Saturday, January 22, 2011

Tea Obreht in PW

Tea Obreht was the youngest author on last year's New Yorker "Twenty Under Forty" list of writers to watch. And she managed the trick before she'd even published her first novel.

The much-anticipated tome comes out in March. Obreht talked about The Tiger's Wife in Publishers Weekly magazine. She talks about her Yugoslavian heritage and how it affected her book. The full article is here.

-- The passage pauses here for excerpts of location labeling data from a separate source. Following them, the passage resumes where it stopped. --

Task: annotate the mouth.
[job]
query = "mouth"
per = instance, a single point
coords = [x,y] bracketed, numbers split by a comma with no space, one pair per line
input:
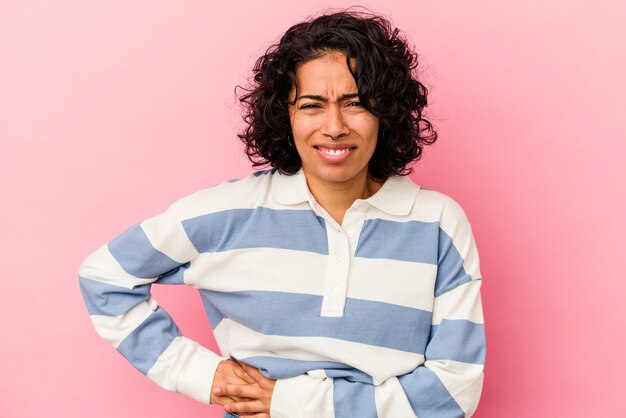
[334,155]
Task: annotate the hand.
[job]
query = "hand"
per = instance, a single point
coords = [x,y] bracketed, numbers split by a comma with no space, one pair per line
[229,372]
[252,400]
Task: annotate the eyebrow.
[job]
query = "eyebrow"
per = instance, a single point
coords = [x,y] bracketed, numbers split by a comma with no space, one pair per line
[325,99]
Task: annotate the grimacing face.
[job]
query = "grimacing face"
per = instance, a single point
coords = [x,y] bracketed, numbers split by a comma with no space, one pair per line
[328,107]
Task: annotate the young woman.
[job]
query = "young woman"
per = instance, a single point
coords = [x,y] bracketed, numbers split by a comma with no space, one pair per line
[335,286]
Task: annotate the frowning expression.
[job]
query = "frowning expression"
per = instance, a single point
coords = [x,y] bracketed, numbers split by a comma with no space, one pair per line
[334,134]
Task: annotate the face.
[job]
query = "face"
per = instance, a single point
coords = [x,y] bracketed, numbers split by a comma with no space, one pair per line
[328,107]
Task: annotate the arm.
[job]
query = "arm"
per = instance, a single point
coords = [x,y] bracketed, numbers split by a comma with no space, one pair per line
[448,384]
[115,283]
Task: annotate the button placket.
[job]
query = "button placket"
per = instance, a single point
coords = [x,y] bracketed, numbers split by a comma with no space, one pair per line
[337,279]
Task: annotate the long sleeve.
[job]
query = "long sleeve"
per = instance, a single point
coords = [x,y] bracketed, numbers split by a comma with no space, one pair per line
[115,283]
[449,382]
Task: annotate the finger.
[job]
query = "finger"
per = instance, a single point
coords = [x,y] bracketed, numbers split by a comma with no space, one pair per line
[248,407]
[243,375]
[241,391]
[223,400]
[253,371]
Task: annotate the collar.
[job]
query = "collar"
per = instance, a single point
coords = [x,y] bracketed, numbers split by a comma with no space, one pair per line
[395,197]
[290,189]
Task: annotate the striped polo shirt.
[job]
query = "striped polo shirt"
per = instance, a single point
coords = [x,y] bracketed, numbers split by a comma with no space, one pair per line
[380,316]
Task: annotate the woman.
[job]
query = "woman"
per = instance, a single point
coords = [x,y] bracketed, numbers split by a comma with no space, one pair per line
[334,285]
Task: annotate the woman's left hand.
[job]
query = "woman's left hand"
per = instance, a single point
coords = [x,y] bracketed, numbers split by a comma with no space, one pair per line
[259,394]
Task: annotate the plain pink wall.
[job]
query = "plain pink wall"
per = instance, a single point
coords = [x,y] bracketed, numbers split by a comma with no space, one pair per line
[111,110]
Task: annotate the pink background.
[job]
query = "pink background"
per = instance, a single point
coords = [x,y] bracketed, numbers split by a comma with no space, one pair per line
[111,110]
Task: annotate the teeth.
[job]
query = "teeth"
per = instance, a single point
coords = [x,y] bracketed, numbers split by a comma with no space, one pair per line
[334,151]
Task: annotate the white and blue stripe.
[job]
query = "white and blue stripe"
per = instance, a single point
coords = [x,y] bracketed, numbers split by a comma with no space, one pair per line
[385,307]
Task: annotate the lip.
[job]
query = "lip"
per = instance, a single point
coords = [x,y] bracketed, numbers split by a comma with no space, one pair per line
[334,153]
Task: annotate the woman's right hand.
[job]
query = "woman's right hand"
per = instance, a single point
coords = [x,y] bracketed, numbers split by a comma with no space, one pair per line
[229,372]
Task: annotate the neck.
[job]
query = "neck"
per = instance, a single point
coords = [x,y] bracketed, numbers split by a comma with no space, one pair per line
[337,197]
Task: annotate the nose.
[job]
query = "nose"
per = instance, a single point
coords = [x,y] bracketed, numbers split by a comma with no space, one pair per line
[334,124]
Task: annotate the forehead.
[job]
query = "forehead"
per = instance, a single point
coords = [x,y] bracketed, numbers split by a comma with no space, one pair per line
[327,75]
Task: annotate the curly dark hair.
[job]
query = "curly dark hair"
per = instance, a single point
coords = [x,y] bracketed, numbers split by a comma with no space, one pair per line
[385,77]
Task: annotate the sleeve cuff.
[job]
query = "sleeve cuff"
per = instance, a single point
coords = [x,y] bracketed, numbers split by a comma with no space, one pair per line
[196,378]
[301,397]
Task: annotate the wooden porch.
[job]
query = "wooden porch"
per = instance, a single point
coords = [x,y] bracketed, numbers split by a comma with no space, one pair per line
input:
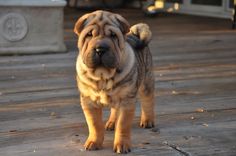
[195,70]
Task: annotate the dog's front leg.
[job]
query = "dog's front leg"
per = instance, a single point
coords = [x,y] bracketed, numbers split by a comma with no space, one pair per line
[122,140]
[93,117]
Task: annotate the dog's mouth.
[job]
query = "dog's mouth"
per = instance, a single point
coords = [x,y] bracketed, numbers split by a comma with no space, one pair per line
[101,56]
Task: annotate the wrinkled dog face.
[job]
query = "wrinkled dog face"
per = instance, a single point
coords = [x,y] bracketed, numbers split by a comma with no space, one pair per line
[101,39]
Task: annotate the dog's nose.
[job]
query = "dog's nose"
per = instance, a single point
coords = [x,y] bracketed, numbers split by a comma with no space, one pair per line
[101,49]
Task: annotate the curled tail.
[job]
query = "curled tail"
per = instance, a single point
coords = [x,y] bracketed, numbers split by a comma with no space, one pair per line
[139,36]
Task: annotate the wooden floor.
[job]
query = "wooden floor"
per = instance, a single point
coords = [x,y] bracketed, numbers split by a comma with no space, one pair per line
[195,71]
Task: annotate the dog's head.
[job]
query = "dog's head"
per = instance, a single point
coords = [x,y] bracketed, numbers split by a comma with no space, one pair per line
[101,39]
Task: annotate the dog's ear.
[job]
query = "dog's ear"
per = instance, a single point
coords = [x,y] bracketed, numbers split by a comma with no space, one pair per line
[123,24]
[80,24]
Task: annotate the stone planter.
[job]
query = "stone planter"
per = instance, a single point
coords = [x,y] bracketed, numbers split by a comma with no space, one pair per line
[31,26]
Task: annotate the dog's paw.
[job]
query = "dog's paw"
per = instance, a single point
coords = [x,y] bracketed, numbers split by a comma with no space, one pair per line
[110,126]
[92,145]
[122,147]
[147,123]
[143,32]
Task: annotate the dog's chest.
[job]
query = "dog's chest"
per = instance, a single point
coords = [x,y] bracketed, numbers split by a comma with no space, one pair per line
[105,94]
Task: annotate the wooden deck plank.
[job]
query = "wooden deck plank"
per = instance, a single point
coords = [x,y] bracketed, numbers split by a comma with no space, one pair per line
[177,130]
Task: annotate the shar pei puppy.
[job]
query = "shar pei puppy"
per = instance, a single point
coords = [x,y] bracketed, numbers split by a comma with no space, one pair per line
[114,66]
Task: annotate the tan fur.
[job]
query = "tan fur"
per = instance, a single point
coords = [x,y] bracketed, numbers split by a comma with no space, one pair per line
[117,86]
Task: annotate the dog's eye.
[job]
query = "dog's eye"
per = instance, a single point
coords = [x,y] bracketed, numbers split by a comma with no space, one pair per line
[113,35]
[89,34]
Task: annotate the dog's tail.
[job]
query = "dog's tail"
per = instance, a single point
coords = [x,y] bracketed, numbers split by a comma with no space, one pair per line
[139,36]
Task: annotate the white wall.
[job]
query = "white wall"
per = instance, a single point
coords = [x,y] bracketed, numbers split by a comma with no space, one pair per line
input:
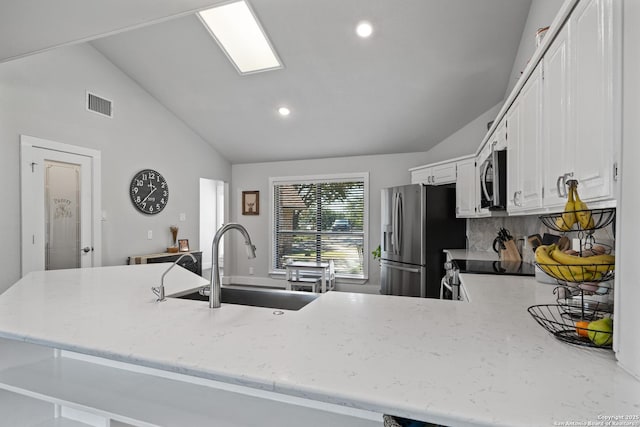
[541,14]
[384,171]
[43,95]
[627,338]
[466,140]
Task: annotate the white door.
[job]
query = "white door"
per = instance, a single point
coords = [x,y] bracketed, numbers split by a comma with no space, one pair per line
[593,108]
[529,171]
[58,214]
[558,150]
[466,188]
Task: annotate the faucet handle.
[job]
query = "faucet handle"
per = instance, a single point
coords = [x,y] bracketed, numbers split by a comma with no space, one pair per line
[159,292]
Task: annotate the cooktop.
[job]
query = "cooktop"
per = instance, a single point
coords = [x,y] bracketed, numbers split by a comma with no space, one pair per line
[514,268]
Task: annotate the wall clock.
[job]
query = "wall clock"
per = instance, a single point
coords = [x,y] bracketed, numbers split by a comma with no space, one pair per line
[149,192]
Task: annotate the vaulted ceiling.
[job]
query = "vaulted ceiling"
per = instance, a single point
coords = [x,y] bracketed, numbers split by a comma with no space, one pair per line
[430,67]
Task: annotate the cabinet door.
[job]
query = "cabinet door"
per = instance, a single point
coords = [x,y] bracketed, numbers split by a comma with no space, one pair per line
[466,188]
[513,155]
[557,152]
[421,176]
[592,78]
[443,174]
[482,156]
[529,171]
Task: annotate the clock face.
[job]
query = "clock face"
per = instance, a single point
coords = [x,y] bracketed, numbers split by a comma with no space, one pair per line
[149,191]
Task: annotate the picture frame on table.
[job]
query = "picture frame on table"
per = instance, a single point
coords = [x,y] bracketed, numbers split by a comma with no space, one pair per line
[250,203]
[183,245]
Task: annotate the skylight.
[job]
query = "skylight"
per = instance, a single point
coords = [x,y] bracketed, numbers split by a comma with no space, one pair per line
[241,37]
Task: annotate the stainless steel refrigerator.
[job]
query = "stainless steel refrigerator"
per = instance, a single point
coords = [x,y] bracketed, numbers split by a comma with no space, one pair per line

You can learn even more when Tea Obreht visits Mager & Quinn. She'll be in the store to read from The Tiger's Wife on March 14, at 7:30pm. Details are here.--David E

Tuesday, January 18, 2011

All Wall Calendars Are 50% Off at M&Q

All our remaining wall calendars are 50% off. They're great for keeping track of literary events, you know. Get yours while they last.--David E

Sneak Peek

Brad Liening's poem "The President of the World Feels Lonely" is up on MPR's State of the Arts blog. If you like it, you can hear much more when Liening and two fellow poets read from their new work at M&Q. They'll be here Thursday, January 27, at 7:30pm. Don't miss them.--David E

Monday, January 17, 2011

Christian Lander Calls Boulder "A Halfway House For People Who Want To Move To Canada"

The Huffington Post has a quick write-up of Christian Lander's recent appearance in the bastion of whiteness that is Boulder, Colorado. He's on tour, discussing his book new book Whiter Shades of Pale: The Stuff White People Like, Coast to Coast, from Seattle's Sweaters to Maine's Microbrews.

Of his hosts Lander said, "The typical Boulder white person is generally older than most, as the only people who can afford to own property in Boulder are those who bought it in the 1970's." Local citizens apparently took their licks in stride.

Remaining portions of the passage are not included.